Small West Coast marine reserves an 'insult'

By Laura Mills of the Greymouth Star

File photo / Simon Baker
File photo / Simon Baker

Proposed marine reserves off the West Coast have been drastically reduced in size so much so that one advocate says they are "an insult" to those who spent years trying to establish them.

Five marine reserves covering 17,528ha have been proposed for Kahurangi, Punakaiki, Okarito, and Gorge River, together with an 'educational site' at Ship Creek, north of Haast. Kahurangi and Okarito will become the two largest marine reserves on the mainland coast.

The Department of Conservation has received 166 submissions - four objected, seven in full support and 155 qualified. The Greymouth Star obtained the submissions under the Official Information Act, but most names have been withheld.

One submitter said that in 2009, 96,302ha had been proposed for protection - that was now down to 17,528ha.

"The new proposal in the current application is disgraceful, mediocre and inadequate, and an insult to those who have laboured hard on behalf of the West Coast marine environment."

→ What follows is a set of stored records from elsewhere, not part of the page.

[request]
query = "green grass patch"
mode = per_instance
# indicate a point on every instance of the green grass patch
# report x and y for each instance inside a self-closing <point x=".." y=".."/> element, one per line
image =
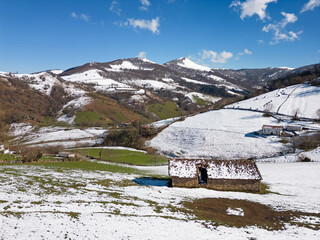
<point x="119" y="117"/>
<point x="166" y="110"/>
<point x="200" y="101"/>
<point x="123" y="156"/>
<point x="83" y="118"/>
<point x="88" y="166"/>
<point x="7" y="157"/>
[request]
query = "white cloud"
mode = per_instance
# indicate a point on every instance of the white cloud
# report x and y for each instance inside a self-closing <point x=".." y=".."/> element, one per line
<point x="216" y="57"/>
<point x="152" y="25"/>
<point x="142" y="54"/>
<point x="145" y="4"/>
<point x="245" y="52"/>
<point x="278" y="29"/>
<point x="309" y="6"/>
<point x="81" y="16"/>
<point x="115" y="7"/>
<point x="251" y="7"/>
<point x="288" y="18"/>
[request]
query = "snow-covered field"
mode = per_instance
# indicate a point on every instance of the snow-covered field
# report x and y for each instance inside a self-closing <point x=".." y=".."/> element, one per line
<point x="47" y="202"/>
<point x="224" y="134"/>
<point x="301" y="99"/>
<point x="53" y="136"/>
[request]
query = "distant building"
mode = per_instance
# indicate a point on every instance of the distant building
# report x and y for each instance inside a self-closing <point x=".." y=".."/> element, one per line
<point x="227" y="175"/>
<point x="2" y="148"/>
<point x="272" y="130"/>
<point x="66" y="155"/>
<point x="293" y="128"/>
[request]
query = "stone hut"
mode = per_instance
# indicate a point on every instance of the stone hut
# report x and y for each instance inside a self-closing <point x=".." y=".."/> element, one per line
<point x="272" y="130"/>
<point x="227" y="175"/>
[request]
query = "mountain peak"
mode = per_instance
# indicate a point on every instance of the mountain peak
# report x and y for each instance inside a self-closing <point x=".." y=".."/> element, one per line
<point x="187" y="63"/>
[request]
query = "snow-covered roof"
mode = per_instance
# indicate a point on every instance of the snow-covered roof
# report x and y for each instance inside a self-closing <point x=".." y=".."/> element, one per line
<point x="216" y="169"/>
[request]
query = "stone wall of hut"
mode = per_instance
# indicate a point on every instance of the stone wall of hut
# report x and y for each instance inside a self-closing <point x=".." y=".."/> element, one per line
<point x="219" y="184"/>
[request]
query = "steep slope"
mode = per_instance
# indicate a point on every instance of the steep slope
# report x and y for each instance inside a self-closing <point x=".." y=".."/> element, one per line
<point x="244" y="78"/>
<point x="137" y="83"/>
<point x="302" y="100"/>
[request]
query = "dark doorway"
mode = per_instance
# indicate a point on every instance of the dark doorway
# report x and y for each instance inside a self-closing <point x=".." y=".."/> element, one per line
<point x="203" y="175"/>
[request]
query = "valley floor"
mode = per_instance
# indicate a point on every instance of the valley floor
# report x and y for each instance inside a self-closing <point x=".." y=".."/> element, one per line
<point x="98" y="200"/>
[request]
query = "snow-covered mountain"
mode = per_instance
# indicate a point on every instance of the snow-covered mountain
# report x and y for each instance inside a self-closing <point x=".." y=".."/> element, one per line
<point x="138" y="84"/>
<point x="301" y="100"/>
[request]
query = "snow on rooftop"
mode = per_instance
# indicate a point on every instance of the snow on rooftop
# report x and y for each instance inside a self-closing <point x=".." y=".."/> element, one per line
<point x="216" y="169"/>
<point x="187" y="63"/>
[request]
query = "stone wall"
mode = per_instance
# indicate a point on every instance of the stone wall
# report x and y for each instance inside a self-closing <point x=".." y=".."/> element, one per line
<point x="219" y="184"/>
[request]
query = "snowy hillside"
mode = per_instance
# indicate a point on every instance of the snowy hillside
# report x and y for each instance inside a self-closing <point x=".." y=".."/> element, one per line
<point x="223" y="134"/>
<point x="301" y="99"/>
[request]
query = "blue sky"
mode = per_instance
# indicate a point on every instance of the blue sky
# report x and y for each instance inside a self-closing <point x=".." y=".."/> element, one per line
<point x="37" y="35"/>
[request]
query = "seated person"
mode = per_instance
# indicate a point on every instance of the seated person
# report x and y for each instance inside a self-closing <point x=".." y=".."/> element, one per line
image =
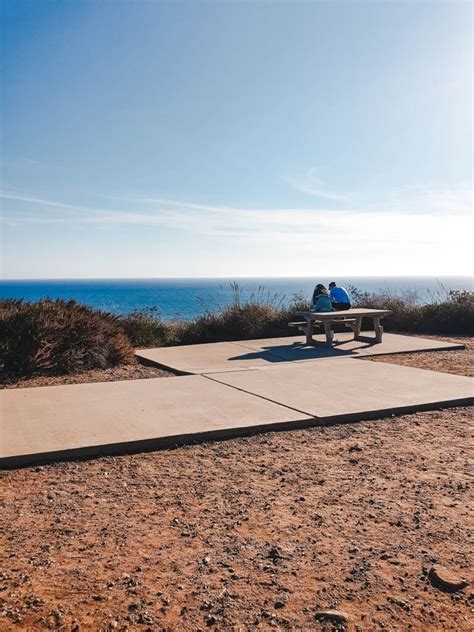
<point x="321" y="301"/>
<point x="339" y="297"/>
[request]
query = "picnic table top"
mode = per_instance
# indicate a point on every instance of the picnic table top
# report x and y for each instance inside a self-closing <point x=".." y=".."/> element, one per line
<point x="358" y="311"/>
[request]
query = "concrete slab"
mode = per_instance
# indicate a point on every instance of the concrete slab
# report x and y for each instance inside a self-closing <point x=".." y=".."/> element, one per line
<point x="245" y="354"/>
<point x="347" y="390"/>
<point x="206" y="358"/>
<point x="57" y="422"/>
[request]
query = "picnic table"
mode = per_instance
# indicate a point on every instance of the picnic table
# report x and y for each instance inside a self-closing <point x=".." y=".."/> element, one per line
<point x="350" y="317"/>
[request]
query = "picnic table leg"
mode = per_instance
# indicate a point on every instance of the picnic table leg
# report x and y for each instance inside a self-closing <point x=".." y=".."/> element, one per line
<point x="329" y="332"/>
<point x="357" y="327"/>
<point x="378" y="330"/>
<point x="308" y="330"/>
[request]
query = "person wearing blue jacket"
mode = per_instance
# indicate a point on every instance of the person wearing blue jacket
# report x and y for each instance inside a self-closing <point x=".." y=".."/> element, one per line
<point x="339" y="297"/>
<point x="321" y="301"/>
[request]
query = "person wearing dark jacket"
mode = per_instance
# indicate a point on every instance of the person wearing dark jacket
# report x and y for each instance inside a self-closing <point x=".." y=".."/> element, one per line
<point x="339" y="297"/>
<point x="321" y="301"/>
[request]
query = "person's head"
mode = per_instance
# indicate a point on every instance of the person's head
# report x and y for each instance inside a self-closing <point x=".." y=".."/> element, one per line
<point x="320" y="289"/>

Another submitter said the Government's biodiversity strategy called for 10 per cent of the country's marine environment to be protected by 2010, but the total length of the West Coast reserves was only 40.1km, or 6.7 per cent of the region.

A marine management expert said the 1 per cent protection was "a joke when compared to clean, green Australia".

"We can't keep pretending the world won't notice as we chop at our clean green image while other countries make bold moves to be sustainable."

Forest and Bird said the reduction was "significant" - the reserves would cover 175 square kilometres out of a possible 13,112 square kilometres.